There are some very exciting features coming to JavaScript over the next few months in ES2015 or known as ES6. Not all browsers support all of the new ES6 feature set but you can use a transpiler such as BabelJS or TypeScript to transpile ES6 to working in the browser ES5. Browsers are actively working on these features and some you can try out today.

This post I am going to cover the let statement. let brings some new functionality that will help keep our code from falling into some of JavaScript's tricky parts.

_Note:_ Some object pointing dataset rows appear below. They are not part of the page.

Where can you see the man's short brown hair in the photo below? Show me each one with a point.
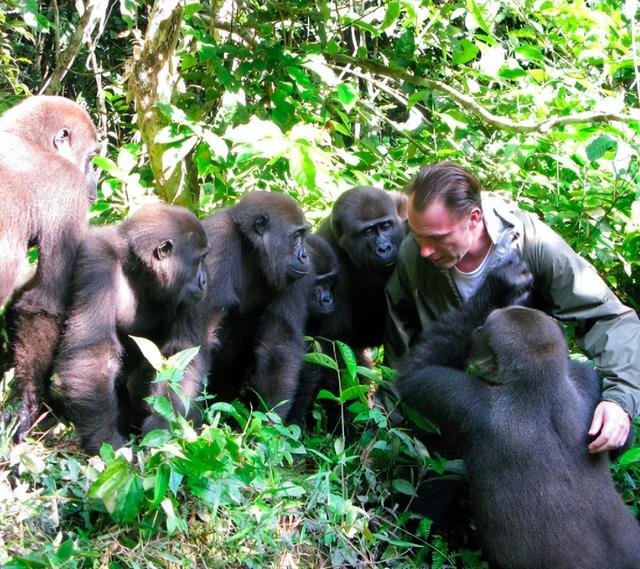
(458, 189)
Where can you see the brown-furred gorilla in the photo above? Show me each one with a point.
(144, 277)
(257, 267)
(46, 185)
(365, 230)
(538, 497)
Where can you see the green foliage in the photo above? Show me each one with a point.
(267, 98)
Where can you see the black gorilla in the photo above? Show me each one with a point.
(321, 301)
(365, 230)
(258, 266)
(538, 497)
(46, 184)
(145, 277)
(320, 309)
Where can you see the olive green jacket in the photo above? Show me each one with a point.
(565, 286)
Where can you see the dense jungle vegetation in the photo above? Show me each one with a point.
(199, 102)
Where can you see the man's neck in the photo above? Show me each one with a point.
(477, 252)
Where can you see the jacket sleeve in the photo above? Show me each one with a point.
(606, 330)
(402, 322)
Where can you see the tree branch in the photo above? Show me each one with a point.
(470, 104)
(94, 13)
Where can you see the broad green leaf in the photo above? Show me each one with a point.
(598, 147)
(630, 456)
(463, 51)
(393, 11)
(321, 359)
(150, 351)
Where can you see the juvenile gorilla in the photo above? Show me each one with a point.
(365, 230)
(145, 277)
(46, 184)
(258, 264)
(539, 499)
(320, 310)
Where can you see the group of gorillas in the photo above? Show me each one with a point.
(246, 285)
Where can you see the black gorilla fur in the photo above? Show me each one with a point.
(365, 229)
(259, 271)
(144, 277)
(538, 497)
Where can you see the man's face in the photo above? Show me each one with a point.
(443, 238)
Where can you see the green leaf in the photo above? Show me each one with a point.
(347, 95)
(349, 359)
(393, 11)
(531, 53)
(403, 486)
(302, 167)
(161, 485)
(65, 551)
(150, 351)
(630, 456)
(598, 147)
(464, 51)
(182, 359)
(321, 359)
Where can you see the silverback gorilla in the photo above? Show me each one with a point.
(144, 277)
(257, 263)
(365, 230)
(46, 184)
(539, 499)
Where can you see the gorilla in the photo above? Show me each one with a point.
(46, 185)
(144, 277)
(259, 283)
(365, 230)
(320, 310)
(520, 421)
(321, 301)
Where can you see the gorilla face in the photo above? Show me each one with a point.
(373, 244)
(275, 227)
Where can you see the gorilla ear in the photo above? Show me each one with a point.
(62, 138)
(261, 224)
(164, 249)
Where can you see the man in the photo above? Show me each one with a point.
(444, 260)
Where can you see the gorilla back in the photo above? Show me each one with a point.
(539, 498)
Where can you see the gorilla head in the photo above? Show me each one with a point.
(171, 245)
(366, 224)
(325, 268)
(274, 226)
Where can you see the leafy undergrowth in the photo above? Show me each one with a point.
(244, 491)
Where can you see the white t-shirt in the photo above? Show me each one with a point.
(469, 283)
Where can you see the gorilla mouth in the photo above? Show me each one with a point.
(298, 271)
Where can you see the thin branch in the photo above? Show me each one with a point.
(94, 13)
(470, 104)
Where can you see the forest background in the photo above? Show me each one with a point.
(199, 102)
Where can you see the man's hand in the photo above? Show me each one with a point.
(611, 423)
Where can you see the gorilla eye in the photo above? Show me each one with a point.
(62, 137)
(261, 224)
(164, 249)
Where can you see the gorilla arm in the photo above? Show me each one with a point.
(280, 347)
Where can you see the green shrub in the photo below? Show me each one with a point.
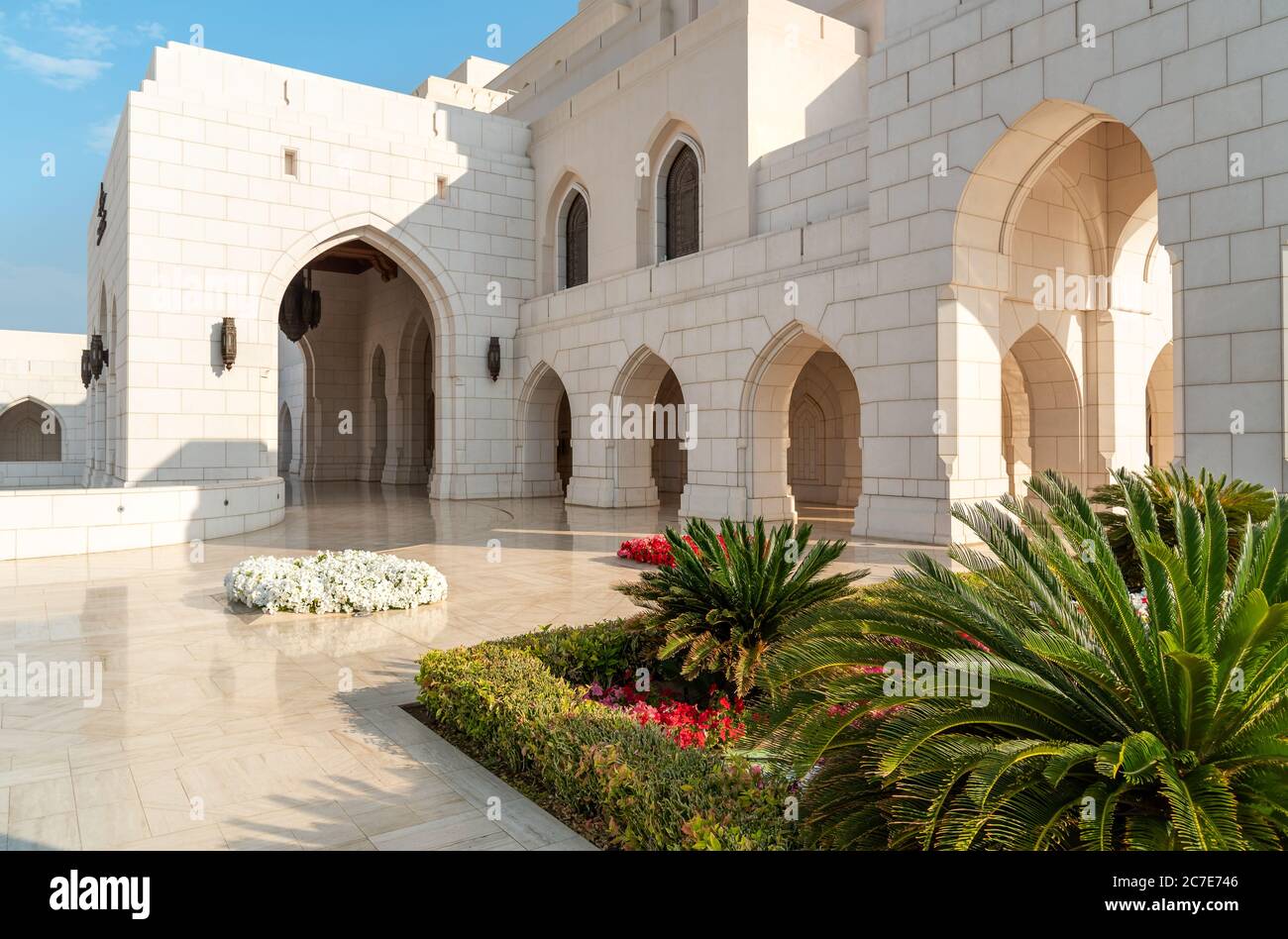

JavaScript ES5 and earlier has function scoping available. It turns out you can do just fine with function scope but programmers coming from a Java or C# background may get tripped up from using block scoping. So lets look at a example.

function foo() {
  var bar = 0;
  if (true) {
    var bar = 1; // Same variable
  }
  console.log(bar); // '1'
}

In this example foo() returns 1 even though the inner bar assignment is in the if block. This is because the inner bar assignment is not scoped to the if block but rather the function. This can be a common source for bugs. In JavaScript any variables declared in a function are hoisted to the top of the function. So the previous example is behaves as if you wrote it in the following format.

function foo() {
  var bar = 0;
  var bar = undefined;
  if (true) {
    bar = 1; // Same variable
  }
  console.log(bar); // '1'
}

The inner bar is hoisted to the top of the function then reassigned to equal one in the inner block. Another common case of this behavior is in for loops.

function foo() {
  var i = 'hello'; // Same variable
  for (var i = 0; i < 3; i++) {
    // Same variable
    console.log(i); // '1 2 3'
  }

  console.log(i); // '3'
}

We get back 3 instead of 'hello' because our i variable was hoisted to the top of the function. As you can see this can cause confusion and introduce bugs into our code. So using the new ES6 let statement we can solve some of these issues.

function foo() {
  let i = 'hello'; // Different variable
  for (let i = 0; i < 3; i++) {
    // Different variable
    console.log(i); // '1 2 3'
  }

  console.log(i); // 'hello'
}

Using let we can block scope our variables and prevent them from being hoisted. Using let also prevents the accidental creation of duplicate variables. We will get a error if we have two variables named the same and declared with let within the same block. var would of silently
and override the first declaration.

function foo() {
  console.log(bar); // ReferenceError
  let bar = 2;
}

function foo() {
  let bar;
  let bar; // TypeError
}

Once you start using ES6 its recommended to always use let over var for variable creation. This will help keep consistency and prevent confusion of the two. let and many other ES6 features will make JavaScript easier to maintain and use for the future.